A nurse told her to exclusively breastfeed her twins to protect them from the virus, but severely malnourished, she was unable to do so.
About 40 per cent of infections from mother to child happen when babies are fed a combination of breast mile and formula, which irritates the intestinal lining making children more susceptible.
One of her twins died at four months and her other daughter became sick at nine months but survived.
"This time I said for the sake of this innocent child I had to do my best.
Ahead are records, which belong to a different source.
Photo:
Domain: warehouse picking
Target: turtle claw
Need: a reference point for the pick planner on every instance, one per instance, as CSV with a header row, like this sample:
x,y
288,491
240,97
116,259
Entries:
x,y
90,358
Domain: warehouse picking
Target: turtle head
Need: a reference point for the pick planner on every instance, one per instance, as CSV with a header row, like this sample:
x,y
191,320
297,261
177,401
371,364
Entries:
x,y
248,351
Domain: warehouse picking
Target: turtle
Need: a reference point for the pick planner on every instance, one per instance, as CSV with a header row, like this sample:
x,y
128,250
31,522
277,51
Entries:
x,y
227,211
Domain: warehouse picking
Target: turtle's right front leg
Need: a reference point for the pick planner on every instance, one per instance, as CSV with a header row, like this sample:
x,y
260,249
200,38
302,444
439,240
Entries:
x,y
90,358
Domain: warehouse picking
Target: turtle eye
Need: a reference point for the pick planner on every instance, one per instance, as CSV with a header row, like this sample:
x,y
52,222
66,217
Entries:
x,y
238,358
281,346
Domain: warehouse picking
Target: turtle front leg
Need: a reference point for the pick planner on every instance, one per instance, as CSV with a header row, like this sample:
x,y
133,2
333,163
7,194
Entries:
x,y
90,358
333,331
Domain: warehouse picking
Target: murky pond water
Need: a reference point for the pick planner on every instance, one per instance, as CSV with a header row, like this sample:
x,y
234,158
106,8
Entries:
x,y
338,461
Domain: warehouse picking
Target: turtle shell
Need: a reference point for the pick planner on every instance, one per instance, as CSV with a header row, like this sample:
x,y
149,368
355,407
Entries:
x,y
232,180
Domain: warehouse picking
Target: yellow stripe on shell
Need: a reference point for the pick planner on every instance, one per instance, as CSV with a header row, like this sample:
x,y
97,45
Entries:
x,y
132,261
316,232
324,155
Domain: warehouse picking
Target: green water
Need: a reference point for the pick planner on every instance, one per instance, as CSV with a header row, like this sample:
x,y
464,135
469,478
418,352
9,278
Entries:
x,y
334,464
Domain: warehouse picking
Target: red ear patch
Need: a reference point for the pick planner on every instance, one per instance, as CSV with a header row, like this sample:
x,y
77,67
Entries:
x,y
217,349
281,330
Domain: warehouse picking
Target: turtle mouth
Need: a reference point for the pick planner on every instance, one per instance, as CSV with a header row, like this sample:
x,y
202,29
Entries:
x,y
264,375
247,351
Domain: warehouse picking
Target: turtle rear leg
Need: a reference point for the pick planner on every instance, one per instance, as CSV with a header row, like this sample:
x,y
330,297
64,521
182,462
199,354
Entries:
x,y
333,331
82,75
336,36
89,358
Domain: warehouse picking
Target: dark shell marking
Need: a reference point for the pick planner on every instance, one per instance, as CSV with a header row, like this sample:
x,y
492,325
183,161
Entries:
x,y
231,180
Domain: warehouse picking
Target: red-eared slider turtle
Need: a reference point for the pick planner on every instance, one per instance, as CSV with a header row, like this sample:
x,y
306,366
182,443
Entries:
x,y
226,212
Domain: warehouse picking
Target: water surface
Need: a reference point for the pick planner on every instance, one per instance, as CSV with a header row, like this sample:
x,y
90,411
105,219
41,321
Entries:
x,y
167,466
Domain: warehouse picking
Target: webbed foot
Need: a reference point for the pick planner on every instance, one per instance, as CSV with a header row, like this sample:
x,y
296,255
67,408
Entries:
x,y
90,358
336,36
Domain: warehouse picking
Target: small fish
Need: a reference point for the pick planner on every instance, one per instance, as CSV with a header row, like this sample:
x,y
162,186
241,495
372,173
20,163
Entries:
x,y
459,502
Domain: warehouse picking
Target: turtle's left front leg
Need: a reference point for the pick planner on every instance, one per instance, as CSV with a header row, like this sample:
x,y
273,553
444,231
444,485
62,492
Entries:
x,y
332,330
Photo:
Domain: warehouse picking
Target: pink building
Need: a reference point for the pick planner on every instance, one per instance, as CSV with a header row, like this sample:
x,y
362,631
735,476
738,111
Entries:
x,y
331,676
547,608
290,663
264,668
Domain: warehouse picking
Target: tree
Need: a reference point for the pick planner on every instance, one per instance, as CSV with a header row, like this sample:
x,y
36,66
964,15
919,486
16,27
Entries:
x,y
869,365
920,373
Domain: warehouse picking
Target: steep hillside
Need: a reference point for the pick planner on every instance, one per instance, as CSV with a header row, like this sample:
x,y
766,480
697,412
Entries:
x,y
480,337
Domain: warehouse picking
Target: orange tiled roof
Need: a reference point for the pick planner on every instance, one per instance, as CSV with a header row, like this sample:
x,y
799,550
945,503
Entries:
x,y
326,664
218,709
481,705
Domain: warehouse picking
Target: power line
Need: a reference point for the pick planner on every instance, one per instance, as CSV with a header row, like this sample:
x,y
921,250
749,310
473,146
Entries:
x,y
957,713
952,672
I did casual work for my neighbours, anything to raise money to get me back to the hospital."
An estimated 7.3 per cent of people in Uganda aged 15 to 49 years old have HIV. Globally nearly 37 million people are living with the virus.
Four years later Nalumu's fortunes changed when she got a job as a mentor with mothers2mothers, an international charity helping mothers with HIV.
"I now had a voice, a salary," she said.
She then told her family she had the virus and they were all tested, with her husband and one co-wife testing positive.
Nalumu was supported by her husband, but less so from some relatives who asked her to give them her money, saying she would soon die.
But with the help of medication and knowledge her health improved and she went on to have two children who are virus-free.